Belgium Gets Six-Party Coalition Government After Record 18-Month Standoff
Belgium will get a full-time government as soon as today, ending a record 540 days of post- election brinksmanship between the Dutch-speaking north and French south that kindled speculation of a national breakup at the heart of Europe.
The power struggle between the richer Dutch and industrially depressed French region was only resolved as the European economic crisis deepened, leading to a cut in Belgium’s credit rating, a lurch upward in its borrowing costs and the demise of its biggest bank, Dexia SA. (DEXB)
The job of keeping Belgium intact and shaving Europe’s fifth-highest debt load falls to a six-party coalition headed by Elio Di Rupo, 60, the first native French speaker to run the country since the 1970s.
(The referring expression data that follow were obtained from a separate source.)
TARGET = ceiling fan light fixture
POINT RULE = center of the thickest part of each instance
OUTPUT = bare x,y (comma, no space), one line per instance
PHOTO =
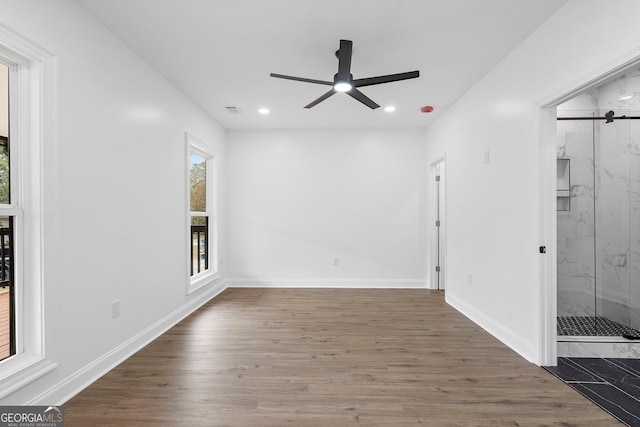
342,87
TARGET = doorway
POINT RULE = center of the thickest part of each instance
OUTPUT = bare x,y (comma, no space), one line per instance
437,225
564,196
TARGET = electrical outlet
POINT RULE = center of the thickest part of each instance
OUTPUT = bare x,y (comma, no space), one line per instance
115,309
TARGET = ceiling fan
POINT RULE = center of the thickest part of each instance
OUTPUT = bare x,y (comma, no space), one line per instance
343,81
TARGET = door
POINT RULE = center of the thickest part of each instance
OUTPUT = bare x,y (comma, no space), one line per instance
437,223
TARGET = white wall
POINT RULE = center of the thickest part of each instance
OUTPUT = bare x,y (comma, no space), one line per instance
299,199
115,192
4,101
493,208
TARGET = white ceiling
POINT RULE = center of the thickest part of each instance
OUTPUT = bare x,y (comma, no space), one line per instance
220,52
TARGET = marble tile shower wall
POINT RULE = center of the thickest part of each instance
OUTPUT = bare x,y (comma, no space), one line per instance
601,276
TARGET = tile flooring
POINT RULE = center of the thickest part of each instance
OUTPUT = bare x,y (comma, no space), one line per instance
593,326
612,384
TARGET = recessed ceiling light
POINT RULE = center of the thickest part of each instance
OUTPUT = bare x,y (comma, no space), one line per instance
342,87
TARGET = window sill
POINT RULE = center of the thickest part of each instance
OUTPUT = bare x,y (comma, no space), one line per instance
201,280
21,370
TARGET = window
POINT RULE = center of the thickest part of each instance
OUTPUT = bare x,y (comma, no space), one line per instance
202,193
26,102
7,215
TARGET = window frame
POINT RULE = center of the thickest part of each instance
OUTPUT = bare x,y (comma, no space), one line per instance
31,98
196,146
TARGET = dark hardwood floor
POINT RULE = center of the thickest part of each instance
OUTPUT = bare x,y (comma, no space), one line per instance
328,357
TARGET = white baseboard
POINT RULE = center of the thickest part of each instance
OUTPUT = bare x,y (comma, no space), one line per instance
326,283
84,377
521,346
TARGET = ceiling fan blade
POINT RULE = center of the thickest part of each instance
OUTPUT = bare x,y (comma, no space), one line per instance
301,79
344,60
356,94
386,79
319,100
“Our country needs a government, a genuine government, a government of the center,” Benoit Lutgen, head of the French- speaking Center Democratic Humanist party, said on Belgian television yesterday. “Our country has changed and it will change again.”
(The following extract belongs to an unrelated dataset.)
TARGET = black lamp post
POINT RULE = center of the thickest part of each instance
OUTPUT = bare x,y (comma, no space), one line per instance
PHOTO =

The six parties endorsed the governing program over the weekend. One final marathon bargaining session — this time over the cabinet lineup — went through the night, with no nominations as of 11 a.m. in Brussels. A deal would be followed, possibly later today, by the swearing-in by King Albert II at his Brussels castle and a policy presentation by Di Rupo to the parliament.
“The accord gives a necessary, hopeful, just, wise and prudent response to the challenges of tomorrow,” Wouter Beke, head of the Dutch-speaking CD&V conservative party, said yesterday. “We have to bite into the sour apple now and create a perspective for what will come next.”
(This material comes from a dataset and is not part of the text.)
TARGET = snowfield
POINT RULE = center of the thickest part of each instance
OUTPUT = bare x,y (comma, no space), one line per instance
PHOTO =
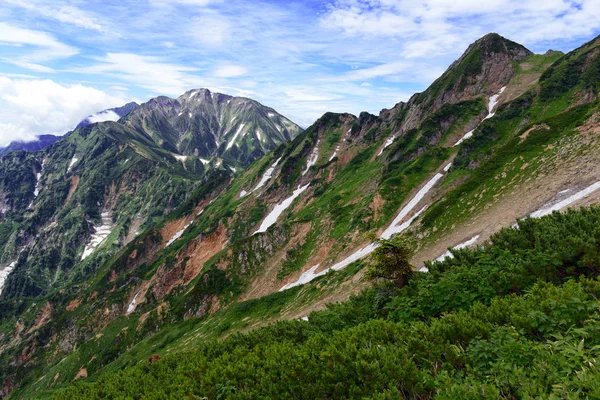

The government faces the immediate task of enacting a pledged 11.3 billion euros ($15 billion) in spending cuts and tax increases to pare the deficit to 2.8 percent of gross domestic product in 2012 as demanded by the European Union.
Belgian borrowing costs spiralled higher as the political inertia combined with the escalation of the European debt crisis. At their peak on Nov. 25, 10-year bond yields reached 5.86 percent, the highest at the end of a trading day in 11 years, and Belgium’s extra borrowing rates over German levels hit 360 basis points.